The burning of fossil fuels and other air pollutants, cause a high concentration of carbon dioxide to be released into the atmosphere.  Ocean acidification is caused by the excess absorption of CO2 or Carbon dioxide by the ocean.  This causes chemical reactions in the water, resulting in more acidic oceans and seas.  This in turn decreases the content of carbonate ions in the water.

Carbonate ions are a building block of calcifying organisms such as sea shells and coral, as well as shelled organisms such as oysters, clams, sea urchins and plankton.  Acid water can break up the composition of the shells.   Shelled organisms such as Zooplankton or Pterpods are a very important food source for many fish.

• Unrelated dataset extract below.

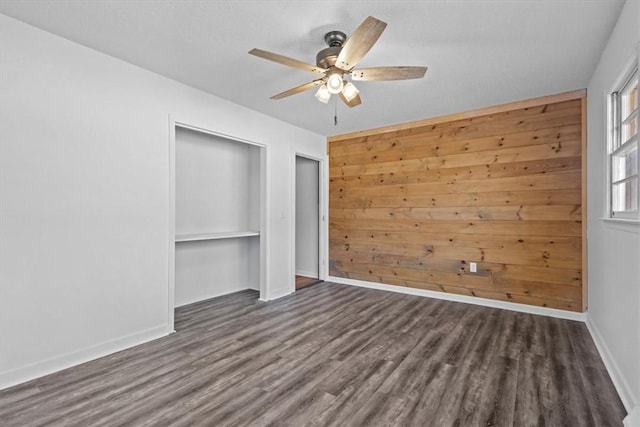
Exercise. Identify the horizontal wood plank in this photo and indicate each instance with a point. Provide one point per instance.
(414, 205)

This situation affects fishing industries worldwide, with immediate impact to species that grow a shell.  In the US Pacific Northwest, for example, oyster hatcheries have a much higher than normal larval mortality.  When water is more acidic, it takes more energy for these organisms to build a shell; energy that could have gone towards getting food or reproduction.

Businesses that depend on the ocean for survival are wise to monitor the situation in their area closely by accurate bookkeeping records.  By comparing yearly income they can determine firsthand how the ocean’s increased acidity is affecting their bottom line and at what rate.  With this knowledge, brings a move to a solution.